O que vai ser feito para melhorar o acesso à informação e aumentar a transparência nestes apoios?
Vamos trabalhar no sentido de sermos o mais abertos possível. Neste momento há informação de tudo o que são projectos aprovados, mas é um serviço incompleto. Vamos desenvolver ferramentas que permitam aos utilizadores questionarem a base de dados, tirarem apuramento por município, por tipo de promotor, etc. Vamos também completar a informação com o ciclo de vida do projecto, sobre o que lhes acontece depois de aprovados. Porque uns são pagos a 70%, outros a 100%, outros são anulados, outros são suspensos, porque passam a processos judiciais de investigação. Eu aposto na transparência. Mas vai envolver níveis de compromissos muito maiores porque temos compromissos que são publicamente expostos.

A reprogramação do actual PT 2020 chegou a fazer-se?
Só falta um programa e fica fechado esta semana. A reprogramação foi feita para maximizar o financiamento dos fundos estruturais de diversas despesas associadas a resposta de crise pandémica. Reforçaram-se verbas quer nos Programas Operacionais Regionais, quer nos temáticos, em cerca de mil milhões de euros.

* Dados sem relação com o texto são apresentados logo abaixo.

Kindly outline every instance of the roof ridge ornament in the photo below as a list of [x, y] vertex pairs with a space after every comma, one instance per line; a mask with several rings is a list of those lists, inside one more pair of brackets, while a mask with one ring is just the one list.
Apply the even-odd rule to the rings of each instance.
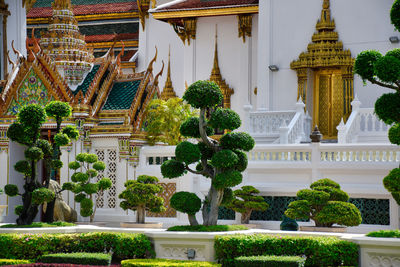
[[172, 86], [172, 79], [171, 79], [171, 45], [170, 45], [168, 49], [167, 79], [165, 81], [165, 85], [161, 93], [161, 99], [168, 100], [174, 97], [176, 97], [176, 93], [174, 91], [174, 87]]

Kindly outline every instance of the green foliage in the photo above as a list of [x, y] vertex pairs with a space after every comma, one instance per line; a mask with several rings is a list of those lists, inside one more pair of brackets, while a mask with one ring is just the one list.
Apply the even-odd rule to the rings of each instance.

Diz que não temos particulares problemas de execução de fundos, mas o Governo mostrou bem as suas preocupações ao querer mudar a lei, e ao querer um regime transitório que permita baixar uma série de barreiras legislativas. As alterações ao CCP, por exemplo.
Vivemos tempos de preocupação e ela é legítima. À tradicional dificuldade de deixarmos muita coisa para o fim, e é isso que aconteceu em todos os QCA, juntaram-se recursos adicionais que, ainda por cima, estão concentrados no início de um QFA. Em vez de termos a sobreposição de dois QCA, temos três. Só uma pessoa desligada da realidade é que não teria esta preocupação. Mas dizer que temos dificuldade em executar os fundos é que não é factualmente verdade. Estamos com uma execução de 47%, seis pontos acima da média europeia. Na regra N+3 ainda não perdemos um cêntimo e há 11 países que em conjunto já perderam mais de 300 milhões. Isto é um facto.

Porque foi importante criar um regime de transição no Código Contratos Públicos?
Há um conjunto de dificuldades que tornam, neste momento, a realização de investimento público muito complexa. O problema verifica-se na Europa no seu conjunto, o que quer dizer que o enquadramento regulamentar vigente no espaço europeu tem de ser revisto. O que nós fizemos foi, não podendo alterar a legislação, dentro dos limites que nos são permitidos tentar simplificar alguns procedimentos no sentido de reduzir o ciclo de contratação, de obtenção de autorizações prévias. Porque é normal que entre a data de aprovação do apoio e o arranque da obra decorra um ano ou ano e meio. Se para os fundos normais já era muito tempo, para o PRR quase que inviabiliza operações. Tudo o que vier nesse sentido será um bom contributo para que possamos executar melhor.